Digging In Cleaning Canyon Creek Any Effort To Clean Up The Coeur D’Alene River System Must Begin Here

Behind Ike Gray’s house is a green hillside. In front is a wasteland of red rock and black stumps, with a stream dribbling through.

Ask him how he came to live near Canyon Creek, and Gray’s mind rewinds to the job he needed 60 autumns ago. He was a young man from Deer Park with a bride to support.

“She had her eye on me for a couple of years. I hadn’t given her a thought,” Gray said. “Well, one thing led to another …”

Long before Gray arrived to muck rock at the Star Mine, one thing had been leading to another along Canyon Creek.

Starting in 1878, wealth poured from more than 30 silver and lead mines and nine major mills in the steep canyon upstream. Because of the crude methods of the day, mining wastes also poured into the Coeur d’Alene River system.

That’s why, at age 86, widower Gray looks out his living room window at the Canyon Creek Tailings Removal and Stream Stabilization project.

It’s the biggest cleanup of mining wastes to occur in the Silver Valley, outside of the federal Superfund project at the defunct Bunker Hill mine and smelter complex in Kellogg.

The work, just north of Wallace, started in mid-August. It will last for three years and cost $3 million.

Early-day mines used the Canyon Creek flats as a dumping ground for the rock that was left over when valuable metals were extracted from ore. Sometimes, floods simply washed tailings from the piles that teetered upstream.

These 2.5 miles of stream, this 100 acres of floodplain, contribute more than a third of the metals washing into the river.

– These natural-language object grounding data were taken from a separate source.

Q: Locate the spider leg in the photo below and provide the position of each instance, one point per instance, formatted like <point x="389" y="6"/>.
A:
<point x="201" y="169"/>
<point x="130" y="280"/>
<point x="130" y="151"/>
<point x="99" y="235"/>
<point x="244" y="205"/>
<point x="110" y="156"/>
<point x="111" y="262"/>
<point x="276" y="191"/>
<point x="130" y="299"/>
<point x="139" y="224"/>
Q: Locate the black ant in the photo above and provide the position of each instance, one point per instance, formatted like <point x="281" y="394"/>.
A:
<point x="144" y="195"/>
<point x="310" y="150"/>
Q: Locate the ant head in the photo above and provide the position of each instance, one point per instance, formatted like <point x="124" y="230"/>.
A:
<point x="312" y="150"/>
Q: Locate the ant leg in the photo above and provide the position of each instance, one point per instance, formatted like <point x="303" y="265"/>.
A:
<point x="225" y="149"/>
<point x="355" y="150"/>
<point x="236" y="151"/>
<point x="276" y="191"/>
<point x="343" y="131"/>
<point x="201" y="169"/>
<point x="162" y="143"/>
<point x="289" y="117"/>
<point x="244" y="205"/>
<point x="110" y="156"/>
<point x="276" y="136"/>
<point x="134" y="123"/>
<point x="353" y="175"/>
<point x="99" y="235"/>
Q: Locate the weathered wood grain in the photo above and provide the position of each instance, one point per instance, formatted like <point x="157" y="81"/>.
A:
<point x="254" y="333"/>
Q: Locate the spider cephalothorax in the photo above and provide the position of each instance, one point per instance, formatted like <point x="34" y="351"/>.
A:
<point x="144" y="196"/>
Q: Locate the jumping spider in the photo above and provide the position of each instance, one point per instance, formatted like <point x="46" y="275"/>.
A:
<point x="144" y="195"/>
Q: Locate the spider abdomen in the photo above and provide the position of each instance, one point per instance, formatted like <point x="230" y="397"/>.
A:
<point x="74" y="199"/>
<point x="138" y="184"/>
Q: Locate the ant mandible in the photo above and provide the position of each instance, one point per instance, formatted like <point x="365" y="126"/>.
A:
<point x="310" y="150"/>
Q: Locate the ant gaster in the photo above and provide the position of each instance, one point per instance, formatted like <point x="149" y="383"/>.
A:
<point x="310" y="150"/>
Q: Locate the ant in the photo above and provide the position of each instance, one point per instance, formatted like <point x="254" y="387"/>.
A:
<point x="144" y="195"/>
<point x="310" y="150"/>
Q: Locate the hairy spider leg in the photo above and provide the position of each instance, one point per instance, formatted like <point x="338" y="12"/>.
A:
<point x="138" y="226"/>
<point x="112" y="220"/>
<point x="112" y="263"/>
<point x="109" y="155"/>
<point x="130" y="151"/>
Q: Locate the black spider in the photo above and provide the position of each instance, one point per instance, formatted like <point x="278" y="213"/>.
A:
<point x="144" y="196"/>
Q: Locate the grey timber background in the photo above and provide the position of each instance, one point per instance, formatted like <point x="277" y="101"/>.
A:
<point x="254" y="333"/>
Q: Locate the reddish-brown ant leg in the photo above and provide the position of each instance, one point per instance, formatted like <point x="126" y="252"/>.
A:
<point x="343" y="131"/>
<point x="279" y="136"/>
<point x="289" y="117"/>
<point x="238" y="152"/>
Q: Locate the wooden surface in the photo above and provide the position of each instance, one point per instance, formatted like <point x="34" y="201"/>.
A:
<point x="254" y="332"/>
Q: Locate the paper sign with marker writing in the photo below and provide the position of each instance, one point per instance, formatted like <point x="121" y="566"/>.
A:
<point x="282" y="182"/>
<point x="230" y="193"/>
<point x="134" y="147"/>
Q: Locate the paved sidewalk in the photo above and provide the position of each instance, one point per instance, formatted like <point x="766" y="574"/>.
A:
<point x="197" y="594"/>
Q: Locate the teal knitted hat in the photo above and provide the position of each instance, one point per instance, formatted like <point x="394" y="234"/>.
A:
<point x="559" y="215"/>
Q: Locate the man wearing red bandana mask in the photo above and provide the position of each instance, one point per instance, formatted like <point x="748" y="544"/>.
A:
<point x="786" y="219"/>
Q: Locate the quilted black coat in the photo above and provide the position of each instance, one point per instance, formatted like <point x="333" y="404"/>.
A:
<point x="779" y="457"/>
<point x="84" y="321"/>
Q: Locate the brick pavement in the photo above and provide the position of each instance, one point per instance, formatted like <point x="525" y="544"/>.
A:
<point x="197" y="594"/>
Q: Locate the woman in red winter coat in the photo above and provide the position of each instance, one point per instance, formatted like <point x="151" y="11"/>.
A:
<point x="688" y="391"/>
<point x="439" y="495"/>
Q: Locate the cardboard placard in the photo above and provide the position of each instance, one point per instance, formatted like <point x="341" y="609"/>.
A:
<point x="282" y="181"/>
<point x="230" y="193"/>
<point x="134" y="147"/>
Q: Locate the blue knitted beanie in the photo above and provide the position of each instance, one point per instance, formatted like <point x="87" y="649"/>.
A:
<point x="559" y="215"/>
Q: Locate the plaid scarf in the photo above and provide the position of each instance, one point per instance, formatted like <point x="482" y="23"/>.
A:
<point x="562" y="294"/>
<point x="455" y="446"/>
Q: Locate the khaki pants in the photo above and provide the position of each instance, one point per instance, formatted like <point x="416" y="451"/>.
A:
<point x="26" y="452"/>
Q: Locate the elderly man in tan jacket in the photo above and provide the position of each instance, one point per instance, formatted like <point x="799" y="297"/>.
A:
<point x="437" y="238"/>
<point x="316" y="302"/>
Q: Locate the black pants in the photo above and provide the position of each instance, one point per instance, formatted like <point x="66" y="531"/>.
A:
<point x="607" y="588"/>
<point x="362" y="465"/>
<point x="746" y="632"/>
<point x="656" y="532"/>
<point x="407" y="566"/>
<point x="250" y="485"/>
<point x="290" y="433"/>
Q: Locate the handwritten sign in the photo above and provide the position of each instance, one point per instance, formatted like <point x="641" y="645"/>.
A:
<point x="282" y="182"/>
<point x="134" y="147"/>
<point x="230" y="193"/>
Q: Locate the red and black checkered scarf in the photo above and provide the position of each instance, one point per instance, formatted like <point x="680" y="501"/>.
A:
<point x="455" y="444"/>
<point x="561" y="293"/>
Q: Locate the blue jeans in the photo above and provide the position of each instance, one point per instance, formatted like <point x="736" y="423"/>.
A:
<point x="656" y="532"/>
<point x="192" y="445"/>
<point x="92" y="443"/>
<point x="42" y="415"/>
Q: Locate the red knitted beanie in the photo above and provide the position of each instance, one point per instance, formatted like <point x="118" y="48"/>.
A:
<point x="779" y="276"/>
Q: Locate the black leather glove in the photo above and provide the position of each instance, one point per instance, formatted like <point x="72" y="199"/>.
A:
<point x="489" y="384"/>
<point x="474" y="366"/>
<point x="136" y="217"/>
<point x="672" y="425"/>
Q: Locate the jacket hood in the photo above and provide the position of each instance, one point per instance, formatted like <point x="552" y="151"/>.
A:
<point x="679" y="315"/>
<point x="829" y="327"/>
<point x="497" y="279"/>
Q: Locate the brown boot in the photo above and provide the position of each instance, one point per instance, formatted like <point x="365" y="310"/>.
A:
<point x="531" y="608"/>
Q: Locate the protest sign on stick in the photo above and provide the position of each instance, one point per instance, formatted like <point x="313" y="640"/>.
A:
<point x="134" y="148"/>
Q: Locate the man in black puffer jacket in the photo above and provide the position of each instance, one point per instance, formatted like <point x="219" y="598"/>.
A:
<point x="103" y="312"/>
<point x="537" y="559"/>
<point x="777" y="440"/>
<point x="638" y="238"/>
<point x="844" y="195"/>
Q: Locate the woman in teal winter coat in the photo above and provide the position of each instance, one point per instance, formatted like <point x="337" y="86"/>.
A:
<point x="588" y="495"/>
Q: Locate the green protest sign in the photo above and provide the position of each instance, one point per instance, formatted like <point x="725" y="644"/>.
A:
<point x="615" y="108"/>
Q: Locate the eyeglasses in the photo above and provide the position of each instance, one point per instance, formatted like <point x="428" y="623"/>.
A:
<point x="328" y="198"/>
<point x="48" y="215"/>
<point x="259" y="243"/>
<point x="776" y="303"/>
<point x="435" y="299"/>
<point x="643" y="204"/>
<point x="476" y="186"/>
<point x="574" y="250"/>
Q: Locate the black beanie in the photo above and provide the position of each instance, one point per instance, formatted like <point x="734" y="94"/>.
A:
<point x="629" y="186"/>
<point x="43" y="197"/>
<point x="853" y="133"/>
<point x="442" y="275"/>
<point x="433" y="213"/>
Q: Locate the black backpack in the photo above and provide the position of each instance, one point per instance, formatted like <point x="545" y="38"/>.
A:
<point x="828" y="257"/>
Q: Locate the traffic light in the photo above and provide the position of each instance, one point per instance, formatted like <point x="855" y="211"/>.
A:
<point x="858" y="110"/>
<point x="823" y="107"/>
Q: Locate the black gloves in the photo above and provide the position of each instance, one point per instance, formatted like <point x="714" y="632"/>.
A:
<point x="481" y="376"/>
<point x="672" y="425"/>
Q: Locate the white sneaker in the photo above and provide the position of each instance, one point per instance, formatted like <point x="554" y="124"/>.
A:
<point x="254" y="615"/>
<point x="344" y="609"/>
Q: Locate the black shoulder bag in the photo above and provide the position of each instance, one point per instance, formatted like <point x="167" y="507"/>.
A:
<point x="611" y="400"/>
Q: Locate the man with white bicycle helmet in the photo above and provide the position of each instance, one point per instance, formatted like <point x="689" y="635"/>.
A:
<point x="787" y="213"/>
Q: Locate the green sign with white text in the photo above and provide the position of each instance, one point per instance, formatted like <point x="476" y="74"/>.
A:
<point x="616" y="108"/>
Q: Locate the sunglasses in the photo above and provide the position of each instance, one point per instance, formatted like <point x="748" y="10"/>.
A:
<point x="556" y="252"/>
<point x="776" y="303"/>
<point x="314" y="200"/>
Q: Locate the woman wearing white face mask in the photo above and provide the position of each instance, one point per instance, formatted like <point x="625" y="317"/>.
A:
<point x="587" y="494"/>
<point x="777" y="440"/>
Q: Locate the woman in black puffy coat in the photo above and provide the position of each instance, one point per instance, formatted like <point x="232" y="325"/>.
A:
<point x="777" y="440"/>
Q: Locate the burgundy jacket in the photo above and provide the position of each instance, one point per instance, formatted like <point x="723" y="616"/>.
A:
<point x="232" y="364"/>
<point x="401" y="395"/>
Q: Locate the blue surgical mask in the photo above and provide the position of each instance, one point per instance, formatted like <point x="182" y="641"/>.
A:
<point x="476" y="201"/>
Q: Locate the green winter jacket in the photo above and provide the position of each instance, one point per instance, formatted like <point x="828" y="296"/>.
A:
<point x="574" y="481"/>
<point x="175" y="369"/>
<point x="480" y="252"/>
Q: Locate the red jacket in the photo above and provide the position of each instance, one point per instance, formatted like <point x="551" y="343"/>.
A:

When water runs high and fast in the spring, scientists estimate, 869 pounds of potentially toxic metals leave here each day. The lead, zinc, cadmium and other metals collect on the bottom and banks of the South Fork of the Coeur d’Alene, the main river and, ultimately, on the bottom of Lake Coeur d’Alene.

Zinc - which dissolves in water, so is especially dangerous to fish - is a big problem here. Early in the century it was considered a useless metal. Smelters penalized mines for sending ore that contained it, explained Bob Rice, who’s running heavy equipment for the Canyon Creek project.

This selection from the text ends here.